Vi è poi la partecipazione finanziaria. Noi intendiamo con essa l’azionariato come investimento collettivo finalizzato alla partecipazione alla governance. E’ uno strumento che avrebbe potuto accompagnare positivamente le privatizzazioni delle aziende statali negli anni ’90, che invece si sono rivelate prevalentemente finanziarie e speculative. Vanno previsti piani di azionariato su base negoziale collettiva e con adesione volontaria, riflettendo, pur con le cautele necessarie, rispetto al possibile ruolo dei fondi pensione.
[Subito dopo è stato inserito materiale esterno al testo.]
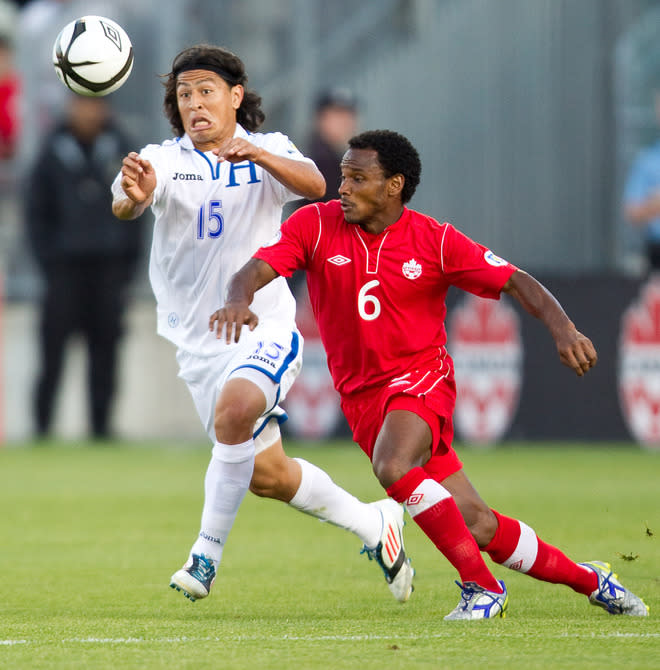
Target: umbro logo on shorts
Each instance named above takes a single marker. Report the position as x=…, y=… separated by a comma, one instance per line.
x=339, y=260
x=415, y=499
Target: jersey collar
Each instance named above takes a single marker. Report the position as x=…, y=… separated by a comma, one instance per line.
x=187, y=143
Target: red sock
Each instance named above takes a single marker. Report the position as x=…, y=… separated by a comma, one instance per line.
x=436, y=513
x=516, y=546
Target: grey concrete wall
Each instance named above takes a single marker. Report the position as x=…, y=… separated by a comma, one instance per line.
x=152, y=402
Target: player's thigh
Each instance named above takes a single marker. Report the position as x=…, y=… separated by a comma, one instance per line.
x=474, y=509
x=404, y=442
x=275, y=474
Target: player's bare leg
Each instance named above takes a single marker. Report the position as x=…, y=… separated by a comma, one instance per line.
x=228, y=476
x=515, y=545
x=401, y=450
x=309, y=489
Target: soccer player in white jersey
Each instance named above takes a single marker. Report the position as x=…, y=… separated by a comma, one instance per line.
x=217, y=191
x=377, y=274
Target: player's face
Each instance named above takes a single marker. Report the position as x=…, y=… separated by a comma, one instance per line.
x=363, y=190
x=207, y=104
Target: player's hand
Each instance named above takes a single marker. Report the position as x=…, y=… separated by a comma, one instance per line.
x=577, y=352
x=231, y=318
x=238, y=150
x=138, y=178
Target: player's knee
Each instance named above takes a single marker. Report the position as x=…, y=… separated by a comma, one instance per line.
x=389, y=470
x=234, y=419
x=272, y=480
x=482, y=526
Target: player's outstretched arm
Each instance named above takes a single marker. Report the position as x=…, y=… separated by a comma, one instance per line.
x=236, y=311
x=138, y=182
x=575, y=349
x=303, y=178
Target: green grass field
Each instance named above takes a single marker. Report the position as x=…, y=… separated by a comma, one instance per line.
x=91, y=534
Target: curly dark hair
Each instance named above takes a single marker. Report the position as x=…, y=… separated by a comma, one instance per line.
x=396, y=155
x=224, y=63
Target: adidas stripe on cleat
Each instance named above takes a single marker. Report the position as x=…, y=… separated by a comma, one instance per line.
x=195, y=578
x=611, y=595
x=477, y=603
x=390, y=553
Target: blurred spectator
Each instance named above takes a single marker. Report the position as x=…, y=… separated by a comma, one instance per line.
x=641, y=201
x=9, y=88
x=86, y=257
x=335, y=122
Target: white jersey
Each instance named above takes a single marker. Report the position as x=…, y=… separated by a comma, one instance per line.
x=210, y=217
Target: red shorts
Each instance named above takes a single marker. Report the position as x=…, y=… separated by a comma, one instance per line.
x=427, y=393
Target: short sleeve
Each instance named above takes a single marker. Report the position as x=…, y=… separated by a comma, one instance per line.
x=471, y=266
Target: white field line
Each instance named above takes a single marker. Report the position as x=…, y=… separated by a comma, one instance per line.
x=317, y=638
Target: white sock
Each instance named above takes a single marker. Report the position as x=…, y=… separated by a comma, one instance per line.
x=225, y=485
x=319, y=496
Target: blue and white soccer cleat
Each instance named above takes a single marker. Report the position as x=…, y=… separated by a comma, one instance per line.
x=478, y=603
x=195, y=578
x=611, y=594
x=389, y=553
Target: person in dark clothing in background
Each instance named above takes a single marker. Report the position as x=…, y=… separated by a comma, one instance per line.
x=335, y=122
x=86, y=259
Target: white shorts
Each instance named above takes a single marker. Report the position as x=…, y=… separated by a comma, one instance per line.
x=271, y=360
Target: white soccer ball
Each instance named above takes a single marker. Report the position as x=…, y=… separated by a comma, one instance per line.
x=93, y=56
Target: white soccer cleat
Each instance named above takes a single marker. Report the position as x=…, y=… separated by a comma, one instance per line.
x=612, y=595
x=477, y=603
x=389, y=553
x=195, y=578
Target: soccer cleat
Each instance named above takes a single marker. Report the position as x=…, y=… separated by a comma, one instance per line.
x=478, y=603
x=195, y=578
x=611, y=594
x=389, y=553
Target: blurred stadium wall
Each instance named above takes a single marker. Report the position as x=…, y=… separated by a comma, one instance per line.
x=526, y=113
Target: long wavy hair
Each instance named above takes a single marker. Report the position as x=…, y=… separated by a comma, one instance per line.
x=228, y=66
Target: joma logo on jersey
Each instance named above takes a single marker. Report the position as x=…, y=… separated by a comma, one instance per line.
x=187, y=176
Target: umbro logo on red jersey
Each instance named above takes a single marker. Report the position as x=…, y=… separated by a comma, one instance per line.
x=415, y=499
x=339, y=260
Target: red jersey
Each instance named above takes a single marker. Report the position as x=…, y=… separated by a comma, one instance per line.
x=379, y=300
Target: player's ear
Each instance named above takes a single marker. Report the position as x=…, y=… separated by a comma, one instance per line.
x=395, y=184
x=237, y=93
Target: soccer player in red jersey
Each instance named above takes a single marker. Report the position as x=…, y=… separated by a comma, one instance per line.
x=378, y=274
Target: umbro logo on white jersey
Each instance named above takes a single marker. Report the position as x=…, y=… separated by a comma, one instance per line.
x=187, y=176
x=339, y=260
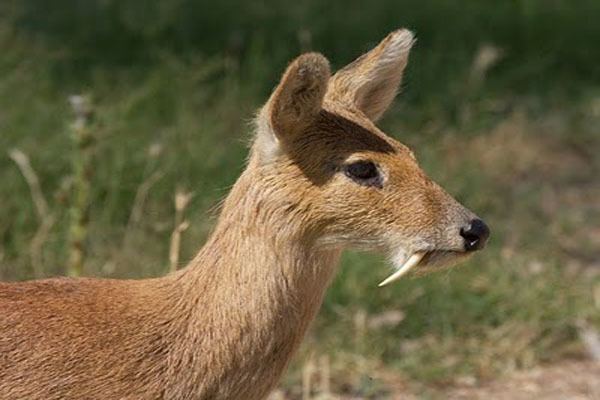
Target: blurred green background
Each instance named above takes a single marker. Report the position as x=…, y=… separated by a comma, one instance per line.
x=501, y=103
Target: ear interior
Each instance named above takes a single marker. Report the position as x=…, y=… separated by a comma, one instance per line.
x=295, y=102
x=371, y=82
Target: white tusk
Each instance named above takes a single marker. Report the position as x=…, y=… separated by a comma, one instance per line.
x=408, y=265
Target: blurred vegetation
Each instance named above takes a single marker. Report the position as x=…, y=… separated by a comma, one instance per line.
x=501, y=103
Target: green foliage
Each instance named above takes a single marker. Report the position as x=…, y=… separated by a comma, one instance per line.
x=176, y=83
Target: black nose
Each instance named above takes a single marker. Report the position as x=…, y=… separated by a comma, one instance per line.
x=476, y=235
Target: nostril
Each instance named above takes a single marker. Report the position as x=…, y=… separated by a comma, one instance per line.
x=475, y=235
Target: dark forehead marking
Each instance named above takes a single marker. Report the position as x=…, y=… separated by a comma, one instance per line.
x=354, y=136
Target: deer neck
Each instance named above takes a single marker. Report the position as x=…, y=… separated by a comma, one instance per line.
x=254, y=288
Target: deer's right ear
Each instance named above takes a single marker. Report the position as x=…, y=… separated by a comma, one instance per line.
x=294, y=104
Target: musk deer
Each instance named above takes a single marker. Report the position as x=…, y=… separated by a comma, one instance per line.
x=320, y=177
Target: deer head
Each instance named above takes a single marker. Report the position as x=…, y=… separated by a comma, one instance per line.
x=347, y=182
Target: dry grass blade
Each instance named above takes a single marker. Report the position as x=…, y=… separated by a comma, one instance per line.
x=182, y=200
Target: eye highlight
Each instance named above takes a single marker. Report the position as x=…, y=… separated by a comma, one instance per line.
x=365, y=173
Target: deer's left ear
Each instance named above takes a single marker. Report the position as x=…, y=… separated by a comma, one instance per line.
x=370, y=83
x=294, y=104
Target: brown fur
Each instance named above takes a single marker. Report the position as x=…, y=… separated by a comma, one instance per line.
x=226, y=326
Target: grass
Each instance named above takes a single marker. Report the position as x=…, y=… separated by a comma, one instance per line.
x=525, y=160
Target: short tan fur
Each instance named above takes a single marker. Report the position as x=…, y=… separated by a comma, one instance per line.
x=321, y=177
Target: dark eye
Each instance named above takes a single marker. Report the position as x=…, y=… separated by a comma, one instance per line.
x=364, y=172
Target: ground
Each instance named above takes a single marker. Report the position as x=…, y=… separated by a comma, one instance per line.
x=572, y=380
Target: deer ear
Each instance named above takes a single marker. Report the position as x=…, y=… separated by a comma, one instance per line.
x=370, y=83
x=295, y=102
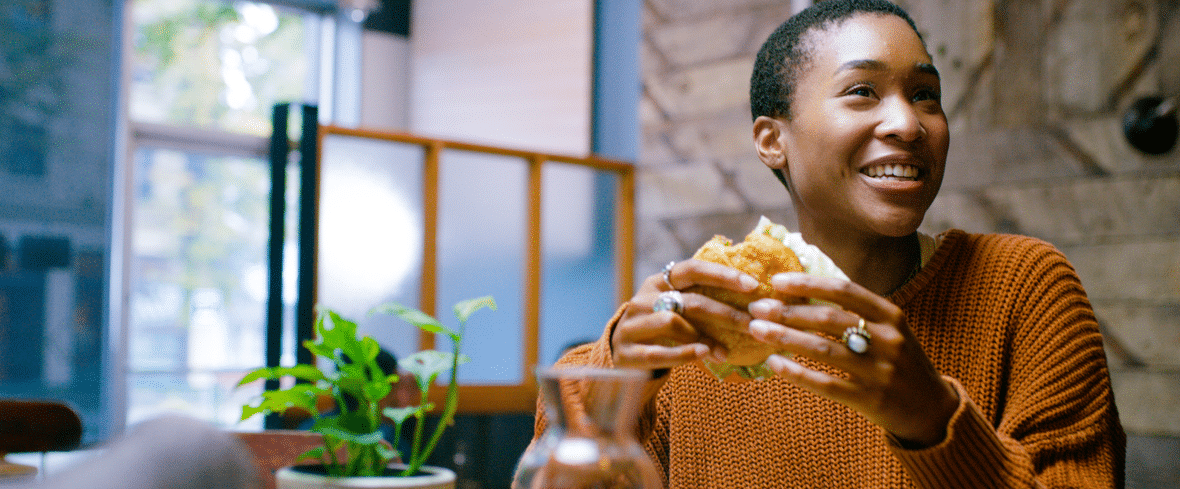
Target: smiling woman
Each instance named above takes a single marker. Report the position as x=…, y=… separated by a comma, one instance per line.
x=950, y=360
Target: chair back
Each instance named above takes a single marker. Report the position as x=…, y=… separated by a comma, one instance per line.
x=276, y=449
x=38, y=425
x=34, y=426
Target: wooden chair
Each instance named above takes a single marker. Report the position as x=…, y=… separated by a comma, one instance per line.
x=34, y=426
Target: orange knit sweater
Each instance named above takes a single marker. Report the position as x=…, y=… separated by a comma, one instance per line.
x=1007, y=323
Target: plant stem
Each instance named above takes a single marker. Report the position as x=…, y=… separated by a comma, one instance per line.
x=452, y=403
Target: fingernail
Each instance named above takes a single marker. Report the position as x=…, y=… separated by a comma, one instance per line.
x=780, y=364
x=784, y=279
x=719, y=353
x=748, y=282
x=759, y=328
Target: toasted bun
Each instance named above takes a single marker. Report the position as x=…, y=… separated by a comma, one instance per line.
x=761, y=256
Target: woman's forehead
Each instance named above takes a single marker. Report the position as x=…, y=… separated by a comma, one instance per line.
x=864, y=40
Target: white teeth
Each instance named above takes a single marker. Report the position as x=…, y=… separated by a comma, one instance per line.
x=892, y=170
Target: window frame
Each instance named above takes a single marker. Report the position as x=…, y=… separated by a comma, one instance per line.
x=519, y=397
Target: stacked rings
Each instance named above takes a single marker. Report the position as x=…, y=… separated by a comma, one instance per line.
x=670, y=300
x=857, y=338
x=667, y=275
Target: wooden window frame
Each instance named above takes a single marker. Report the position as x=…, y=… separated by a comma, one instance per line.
x=522, y=397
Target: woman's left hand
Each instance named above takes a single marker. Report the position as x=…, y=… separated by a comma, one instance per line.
x=892, y=384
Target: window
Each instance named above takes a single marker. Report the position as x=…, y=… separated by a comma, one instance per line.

La contrattazione territoriale e l’utilizzo degli enti bilaterali sono inoltre i puntelli su cui poter sviluppare la partecipazione non solo nelle imprese medio-grandi, ma in tutto il tessuto produttivo nazionale.
Chiediamo pertanto al Governo di impegnarsi in una politica di incentivi di sostegno alla democrazia economica sul piano fiscale. Sul piano legislativo si dovrebbe inoltre privilegiare, nell’ambito dell’assegnazione di concessioni pubbliche, le imprese che accettano la partecipazione dei dipendenti ed il sistema duale.
La partecipazione si presenta quindi come opportunità, come una scelta, che deve essere incentivata e favorita, come una risposta innovativa rispetto ai caratteri dell’efficienza, della competitività e della crescente globalizzazione dei mercati.
Superare l’antagonismo nelle nostre relazioni industriali non significa cancellare il conflitto: esso rimane uno strumento di difesa e di iniziativa dei lavoratori dipendenti. Ma con forme di partecipazione che funzionano realmente esso diventa meno consueto, normale, rituale.
La partecipazione costituisce quindi un “bene pubblico”, un capitale di fiducia che diviene cruciale negli attuali tempi di crescente incertezza. Un nuovo equilibrio tra capitale e lavoro, in cui vi è un reciproco e responsabile riconoscimento tra lavoratori ed impresa ed in cui il ruolo di un sindacato consapevole può essere l’elemento decisivo per passare dalla teoria all’applicazione concreta e quotidiana di questi principi nei luoghi di lavoro.